BAL POUSSIERE, comédie culte du Guinéen Henri Duparc
“ Finis de te déshabiller, tu viens, je vais te (…) secouer un peu. - Tu vas me quoi ? Me secouer ? On t'a dit que je suis un cocotier ?”
Cette comédie ivoirienne du guinéen Henri Duparc s'est vue auréolée d'un chaleureux accueil critique comme d'un double prix au Festival d'humour de Chamrousse, et ce à juste titre.
Des thèmes sérieux comme la polygamie, les riches qui se croient tout permis ou le rejet de l'instruction y sont traités sur un mode résolument léger et vivifiant.
C'est drôle et on y rit. Une musique entraînante vient ponctuer les saillies comiques, comme lorsque Demi-Dieu lance à une de ses épouses qu'il ne lui a pas dit de “transformer ses plats en plantations de piment”. Les détournements d'éléments culturels européens donnent lieu également à des scènes truculentes, comme l'élaboration assez particulière d'un coq au vin ou une traduction approximative de “Besame Mucho”. “F comme Pharmacie, A comme Habitat” épelle aussi un commerçant blanc au téléphone...

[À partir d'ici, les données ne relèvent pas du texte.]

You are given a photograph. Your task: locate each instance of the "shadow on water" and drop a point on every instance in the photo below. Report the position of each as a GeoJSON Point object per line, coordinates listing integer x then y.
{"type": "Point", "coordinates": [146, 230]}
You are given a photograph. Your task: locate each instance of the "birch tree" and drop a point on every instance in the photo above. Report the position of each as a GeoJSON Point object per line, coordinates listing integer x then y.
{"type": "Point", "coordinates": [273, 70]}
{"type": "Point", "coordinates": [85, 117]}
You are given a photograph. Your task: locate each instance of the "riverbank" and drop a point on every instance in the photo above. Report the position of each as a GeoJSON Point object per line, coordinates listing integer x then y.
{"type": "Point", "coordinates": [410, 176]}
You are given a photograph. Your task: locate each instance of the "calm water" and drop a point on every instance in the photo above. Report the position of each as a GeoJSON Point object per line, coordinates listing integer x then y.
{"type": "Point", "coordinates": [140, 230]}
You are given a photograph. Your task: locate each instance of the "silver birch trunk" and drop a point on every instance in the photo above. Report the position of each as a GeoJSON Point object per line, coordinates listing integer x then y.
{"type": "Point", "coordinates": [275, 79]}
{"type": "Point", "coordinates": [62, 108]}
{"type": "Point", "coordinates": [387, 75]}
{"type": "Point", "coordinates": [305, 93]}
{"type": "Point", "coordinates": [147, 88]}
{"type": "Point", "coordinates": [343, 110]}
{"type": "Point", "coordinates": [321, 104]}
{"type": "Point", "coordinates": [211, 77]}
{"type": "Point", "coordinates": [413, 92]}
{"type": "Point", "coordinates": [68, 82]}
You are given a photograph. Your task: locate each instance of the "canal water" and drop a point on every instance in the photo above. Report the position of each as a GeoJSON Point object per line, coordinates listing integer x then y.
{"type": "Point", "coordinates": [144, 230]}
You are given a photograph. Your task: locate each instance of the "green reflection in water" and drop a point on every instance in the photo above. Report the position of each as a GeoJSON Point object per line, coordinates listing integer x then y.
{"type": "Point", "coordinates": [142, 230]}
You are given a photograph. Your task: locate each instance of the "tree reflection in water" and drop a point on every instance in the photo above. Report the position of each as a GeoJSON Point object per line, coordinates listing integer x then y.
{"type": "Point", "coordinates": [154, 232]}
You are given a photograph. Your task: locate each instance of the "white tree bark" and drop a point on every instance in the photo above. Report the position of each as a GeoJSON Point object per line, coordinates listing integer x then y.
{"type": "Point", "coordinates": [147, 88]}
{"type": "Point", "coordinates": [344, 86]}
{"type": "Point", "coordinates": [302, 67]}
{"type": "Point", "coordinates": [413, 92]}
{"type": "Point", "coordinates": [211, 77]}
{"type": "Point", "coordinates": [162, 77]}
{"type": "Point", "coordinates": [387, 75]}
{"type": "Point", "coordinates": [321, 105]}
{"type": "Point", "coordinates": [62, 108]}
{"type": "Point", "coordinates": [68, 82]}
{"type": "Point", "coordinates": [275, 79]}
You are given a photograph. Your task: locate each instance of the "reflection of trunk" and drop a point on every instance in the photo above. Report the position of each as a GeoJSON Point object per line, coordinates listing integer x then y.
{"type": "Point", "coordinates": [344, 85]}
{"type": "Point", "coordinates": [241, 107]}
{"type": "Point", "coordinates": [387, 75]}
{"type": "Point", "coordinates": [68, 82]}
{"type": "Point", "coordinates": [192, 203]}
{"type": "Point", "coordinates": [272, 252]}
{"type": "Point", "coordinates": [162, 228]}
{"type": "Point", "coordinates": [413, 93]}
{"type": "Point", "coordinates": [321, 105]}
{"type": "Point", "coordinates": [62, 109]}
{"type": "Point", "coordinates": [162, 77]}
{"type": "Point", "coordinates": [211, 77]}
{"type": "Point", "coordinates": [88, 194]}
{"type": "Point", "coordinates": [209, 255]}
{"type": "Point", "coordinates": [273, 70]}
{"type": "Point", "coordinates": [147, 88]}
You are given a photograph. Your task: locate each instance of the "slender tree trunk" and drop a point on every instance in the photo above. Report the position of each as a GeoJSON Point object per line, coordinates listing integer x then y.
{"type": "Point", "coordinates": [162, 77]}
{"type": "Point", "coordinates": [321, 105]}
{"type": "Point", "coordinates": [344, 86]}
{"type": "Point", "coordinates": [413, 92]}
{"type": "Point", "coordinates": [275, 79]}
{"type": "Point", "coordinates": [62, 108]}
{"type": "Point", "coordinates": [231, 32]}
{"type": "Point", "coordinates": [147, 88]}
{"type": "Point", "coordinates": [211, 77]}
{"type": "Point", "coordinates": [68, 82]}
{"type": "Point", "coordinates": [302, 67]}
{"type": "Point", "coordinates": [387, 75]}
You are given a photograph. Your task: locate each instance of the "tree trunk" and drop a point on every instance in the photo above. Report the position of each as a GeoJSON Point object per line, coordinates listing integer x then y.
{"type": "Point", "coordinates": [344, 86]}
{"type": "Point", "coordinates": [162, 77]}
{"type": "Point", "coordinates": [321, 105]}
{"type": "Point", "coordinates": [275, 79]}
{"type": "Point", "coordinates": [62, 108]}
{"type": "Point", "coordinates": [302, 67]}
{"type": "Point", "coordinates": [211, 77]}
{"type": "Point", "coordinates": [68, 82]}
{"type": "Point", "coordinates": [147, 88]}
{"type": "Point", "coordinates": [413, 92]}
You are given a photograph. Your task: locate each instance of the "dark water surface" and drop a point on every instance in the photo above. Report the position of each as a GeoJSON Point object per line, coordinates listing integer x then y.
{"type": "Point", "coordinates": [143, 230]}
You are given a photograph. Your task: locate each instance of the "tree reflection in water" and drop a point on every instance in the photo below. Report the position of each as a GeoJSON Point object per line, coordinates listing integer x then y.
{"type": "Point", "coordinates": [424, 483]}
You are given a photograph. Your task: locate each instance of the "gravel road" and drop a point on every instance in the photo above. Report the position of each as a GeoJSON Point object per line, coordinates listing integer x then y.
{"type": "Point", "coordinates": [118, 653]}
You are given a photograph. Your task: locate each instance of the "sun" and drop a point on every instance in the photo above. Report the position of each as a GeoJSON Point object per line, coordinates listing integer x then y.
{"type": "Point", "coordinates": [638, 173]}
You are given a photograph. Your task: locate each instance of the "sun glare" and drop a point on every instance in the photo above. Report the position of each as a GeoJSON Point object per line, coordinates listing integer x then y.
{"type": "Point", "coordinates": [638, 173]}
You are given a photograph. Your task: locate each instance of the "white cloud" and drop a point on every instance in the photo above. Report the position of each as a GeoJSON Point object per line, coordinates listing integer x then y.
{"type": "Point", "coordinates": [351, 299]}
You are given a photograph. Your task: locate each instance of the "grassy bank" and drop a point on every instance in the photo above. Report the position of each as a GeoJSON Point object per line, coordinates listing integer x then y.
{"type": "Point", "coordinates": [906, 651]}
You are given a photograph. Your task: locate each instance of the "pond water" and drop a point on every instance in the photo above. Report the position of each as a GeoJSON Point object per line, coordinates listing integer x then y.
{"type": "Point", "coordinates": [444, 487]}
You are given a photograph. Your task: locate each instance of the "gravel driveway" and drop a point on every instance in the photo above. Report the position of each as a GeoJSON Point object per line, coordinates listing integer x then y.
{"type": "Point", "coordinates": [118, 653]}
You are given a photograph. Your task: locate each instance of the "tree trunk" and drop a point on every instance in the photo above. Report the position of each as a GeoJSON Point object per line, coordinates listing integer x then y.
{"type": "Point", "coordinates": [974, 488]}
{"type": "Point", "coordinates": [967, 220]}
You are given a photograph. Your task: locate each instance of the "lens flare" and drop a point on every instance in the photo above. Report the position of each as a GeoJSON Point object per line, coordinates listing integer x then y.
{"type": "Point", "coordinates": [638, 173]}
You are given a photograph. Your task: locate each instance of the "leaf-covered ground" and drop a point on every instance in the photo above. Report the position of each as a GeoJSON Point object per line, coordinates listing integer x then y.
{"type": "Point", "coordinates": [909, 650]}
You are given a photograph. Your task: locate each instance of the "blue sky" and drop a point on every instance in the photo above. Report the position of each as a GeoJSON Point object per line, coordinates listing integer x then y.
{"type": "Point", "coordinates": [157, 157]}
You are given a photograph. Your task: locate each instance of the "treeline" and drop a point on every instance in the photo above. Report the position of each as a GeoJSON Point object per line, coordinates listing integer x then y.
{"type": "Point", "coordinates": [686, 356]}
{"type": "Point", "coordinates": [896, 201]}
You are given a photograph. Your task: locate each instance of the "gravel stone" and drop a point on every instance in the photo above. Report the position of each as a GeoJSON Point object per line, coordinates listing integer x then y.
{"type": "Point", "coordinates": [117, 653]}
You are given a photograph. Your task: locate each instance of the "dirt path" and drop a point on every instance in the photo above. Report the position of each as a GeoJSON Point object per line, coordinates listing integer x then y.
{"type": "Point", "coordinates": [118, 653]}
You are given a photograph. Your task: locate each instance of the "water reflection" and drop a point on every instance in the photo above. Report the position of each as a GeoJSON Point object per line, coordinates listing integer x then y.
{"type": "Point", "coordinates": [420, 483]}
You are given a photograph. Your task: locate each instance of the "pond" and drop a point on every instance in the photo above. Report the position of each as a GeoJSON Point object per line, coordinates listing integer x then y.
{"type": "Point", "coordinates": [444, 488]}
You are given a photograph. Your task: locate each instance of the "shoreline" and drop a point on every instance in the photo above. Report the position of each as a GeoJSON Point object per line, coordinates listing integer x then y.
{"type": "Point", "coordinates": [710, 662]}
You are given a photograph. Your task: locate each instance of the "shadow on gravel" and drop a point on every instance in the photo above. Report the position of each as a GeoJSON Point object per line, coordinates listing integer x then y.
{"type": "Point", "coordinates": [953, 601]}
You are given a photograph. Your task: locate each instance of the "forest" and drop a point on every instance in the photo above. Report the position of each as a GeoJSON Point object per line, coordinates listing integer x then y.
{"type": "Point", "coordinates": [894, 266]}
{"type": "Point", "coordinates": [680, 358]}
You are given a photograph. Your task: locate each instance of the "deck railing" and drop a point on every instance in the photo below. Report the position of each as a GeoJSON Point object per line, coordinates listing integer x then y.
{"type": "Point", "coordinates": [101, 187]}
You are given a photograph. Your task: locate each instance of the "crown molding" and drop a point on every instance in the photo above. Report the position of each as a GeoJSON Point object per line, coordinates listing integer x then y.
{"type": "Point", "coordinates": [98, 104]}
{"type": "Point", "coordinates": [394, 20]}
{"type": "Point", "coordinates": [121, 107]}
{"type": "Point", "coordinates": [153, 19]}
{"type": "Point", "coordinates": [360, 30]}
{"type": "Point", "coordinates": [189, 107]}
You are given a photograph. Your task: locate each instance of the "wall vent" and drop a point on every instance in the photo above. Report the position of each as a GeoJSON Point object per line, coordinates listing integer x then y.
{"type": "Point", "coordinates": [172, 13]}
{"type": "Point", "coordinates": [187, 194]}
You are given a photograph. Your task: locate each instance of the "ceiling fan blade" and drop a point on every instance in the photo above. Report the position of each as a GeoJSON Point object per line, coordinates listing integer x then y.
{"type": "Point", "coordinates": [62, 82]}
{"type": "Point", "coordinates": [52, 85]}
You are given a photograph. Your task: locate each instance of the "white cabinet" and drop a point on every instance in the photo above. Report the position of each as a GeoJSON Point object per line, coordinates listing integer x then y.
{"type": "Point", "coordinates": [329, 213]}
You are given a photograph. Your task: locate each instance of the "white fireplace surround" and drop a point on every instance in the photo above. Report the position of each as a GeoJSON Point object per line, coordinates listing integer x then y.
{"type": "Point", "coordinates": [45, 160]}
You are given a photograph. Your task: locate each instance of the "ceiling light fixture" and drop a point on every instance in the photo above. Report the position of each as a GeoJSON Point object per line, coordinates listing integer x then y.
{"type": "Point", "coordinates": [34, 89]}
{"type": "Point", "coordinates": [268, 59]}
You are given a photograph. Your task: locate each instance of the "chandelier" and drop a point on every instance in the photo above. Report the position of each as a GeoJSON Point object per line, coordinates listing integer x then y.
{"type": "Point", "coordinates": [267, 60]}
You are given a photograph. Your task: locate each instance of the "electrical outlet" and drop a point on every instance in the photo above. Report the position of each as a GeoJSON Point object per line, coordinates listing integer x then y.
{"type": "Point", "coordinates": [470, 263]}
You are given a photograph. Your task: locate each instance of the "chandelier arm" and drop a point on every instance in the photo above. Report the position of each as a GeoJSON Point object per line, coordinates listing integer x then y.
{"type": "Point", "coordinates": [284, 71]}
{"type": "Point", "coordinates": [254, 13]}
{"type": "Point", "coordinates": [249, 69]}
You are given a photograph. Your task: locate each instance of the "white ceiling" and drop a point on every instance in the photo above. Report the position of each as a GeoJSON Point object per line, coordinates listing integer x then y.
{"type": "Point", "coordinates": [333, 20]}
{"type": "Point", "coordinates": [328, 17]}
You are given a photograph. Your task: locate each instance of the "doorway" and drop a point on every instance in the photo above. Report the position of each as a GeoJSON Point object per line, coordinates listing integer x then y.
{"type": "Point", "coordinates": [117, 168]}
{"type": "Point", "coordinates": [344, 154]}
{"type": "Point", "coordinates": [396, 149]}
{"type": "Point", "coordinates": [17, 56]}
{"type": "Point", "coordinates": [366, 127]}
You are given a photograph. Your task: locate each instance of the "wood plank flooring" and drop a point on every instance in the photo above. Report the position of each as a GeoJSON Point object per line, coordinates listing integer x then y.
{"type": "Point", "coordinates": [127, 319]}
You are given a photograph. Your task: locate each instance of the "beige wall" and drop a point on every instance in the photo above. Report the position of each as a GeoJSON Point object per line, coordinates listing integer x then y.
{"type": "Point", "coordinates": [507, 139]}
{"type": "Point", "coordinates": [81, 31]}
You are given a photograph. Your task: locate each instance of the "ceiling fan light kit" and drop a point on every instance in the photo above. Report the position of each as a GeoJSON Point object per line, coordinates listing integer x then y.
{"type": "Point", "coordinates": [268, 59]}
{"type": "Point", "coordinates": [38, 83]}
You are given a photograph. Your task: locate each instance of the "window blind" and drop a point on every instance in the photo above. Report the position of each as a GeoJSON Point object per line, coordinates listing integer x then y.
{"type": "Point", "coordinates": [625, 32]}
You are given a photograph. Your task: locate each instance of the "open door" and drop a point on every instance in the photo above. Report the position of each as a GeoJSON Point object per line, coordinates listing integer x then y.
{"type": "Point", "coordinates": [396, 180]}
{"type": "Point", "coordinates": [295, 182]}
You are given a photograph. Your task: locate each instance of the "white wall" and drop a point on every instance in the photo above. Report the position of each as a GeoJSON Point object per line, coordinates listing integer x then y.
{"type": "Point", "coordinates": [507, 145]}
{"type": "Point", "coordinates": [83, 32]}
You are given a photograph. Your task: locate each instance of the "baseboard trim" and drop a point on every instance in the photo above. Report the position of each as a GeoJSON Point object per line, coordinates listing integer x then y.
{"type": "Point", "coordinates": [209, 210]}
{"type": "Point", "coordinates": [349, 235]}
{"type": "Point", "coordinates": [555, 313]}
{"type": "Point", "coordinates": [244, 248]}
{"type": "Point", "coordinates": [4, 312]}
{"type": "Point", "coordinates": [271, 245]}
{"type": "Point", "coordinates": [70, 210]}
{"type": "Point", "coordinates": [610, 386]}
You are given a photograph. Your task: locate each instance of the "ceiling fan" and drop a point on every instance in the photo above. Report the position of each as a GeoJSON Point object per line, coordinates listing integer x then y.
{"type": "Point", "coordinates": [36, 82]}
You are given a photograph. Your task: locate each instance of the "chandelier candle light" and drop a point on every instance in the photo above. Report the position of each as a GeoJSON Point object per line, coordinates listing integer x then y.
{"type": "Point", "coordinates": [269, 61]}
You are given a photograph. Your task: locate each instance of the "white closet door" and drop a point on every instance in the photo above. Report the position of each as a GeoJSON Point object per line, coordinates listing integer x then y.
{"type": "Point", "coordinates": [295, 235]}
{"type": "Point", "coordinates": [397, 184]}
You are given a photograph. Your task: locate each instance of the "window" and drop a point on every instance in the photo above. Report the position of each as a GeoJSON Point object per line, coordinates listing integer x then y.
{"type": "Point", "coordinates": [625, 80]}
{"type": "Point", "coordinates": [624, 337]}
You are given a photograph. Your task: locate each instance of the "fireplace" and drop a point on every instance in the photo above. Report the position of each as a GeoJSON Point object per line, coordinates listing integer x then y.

Bien sentis, les dialogues, nombreux sans être envahissants, interpellent ou amusent, mis en valeur de surcroît par le débit assez lent et détendu des comédiens comme un heureux sens de la formule : “Dans ton village tu es peut-être Demi-Dieu, mais ici tu n'es que 2 % de Dieu”.
Les caractères aussi, dessinés en quelques traits efficaces, générent le comique : le “sapeur” au noeud papillon ayant étudié en France ou les différentes femmes qui rivalisent pour obtenir les faveurs de leur époux commun, sabotant un plat avec du savon liquide ou beaucoup (trop) de sel.
A travers leur mari, un dénommé “Demi-Dieu”, coureur de jupons insatiable ayant fait fortune grâce à des plantations d'ananas, marié à cinq femmes mais en voulant encore une sixième, Henri Duparc fustige, par les armes jumelées de l'humour et de la satire, une attitude et un type social délétères.
Pour un Occidental, les amours des deux jeunes premiers contrecarrés par le vieux mari aigri peuvent évoquer une pièce de Molière, auquel le scénariste et réalisateur ivoirien fait également penser en mêlant le comique, une indéboulonnable gaieté avec un regard avisé sur la société dont il se fait le portraitiste.
Bal Poussière doit beaucoup aussi au charme de ses comédiens, en premier lieu l'irradiante Hanni Tchelley qui joue Binta la rebelle et dont la caméra de Bernard Dechet capte avec justesse la verdeur et l'appétit inaltéré pour la vie.
Les plans-séquences qui prennent leur temps et les travellings à Abidjan ou au village d'Adiaké octroient enfin un cachet documentaire au film, faisant découvrir buildings, dancings, stands de marchés ou commerces au moment du tournage en 1988.
ZOOM
Henri Duparc, un grand monsieur de la comédie africaine
Après une double formation à l'Institut de la Cinématographie de Belgrade et à l'IDHEC (ancienne FEMIS), il part en Côte d'Ivoire qui deviendra sa terre d'adoption.
Il travaille pour la Société Ivoirienne de Cinéma et réalise deux premiers films. En 1983, il crée sa propre structure, Focale 13.
Le succès de son feuilleton pour enfants Aya lui permet de financer avec ses propres fonds Bal Poussière. Une rue d'Abidjan s'appelle “Princesse” en hommage à son film du même nom.
Duparc signe également un documentaire sur le Président de la Côte d'Ivoire Laurent Gbagbo et son parcours d'opposant politique (2002-2003), ou une série de courts-métrages intitulée Les Aventures de Moussa le taximan (2001-2003).
Caramel suscite l'enthousiasme du public ivoirien de manière comparable au Bal Poussière un an avant le décès du réalisateur. Celui-ci écrivit encore une adaptation de la pièce de Feydeau La Puce à l'Oreille intitulée La Puce africaine sans pouvoir finaliser le projet.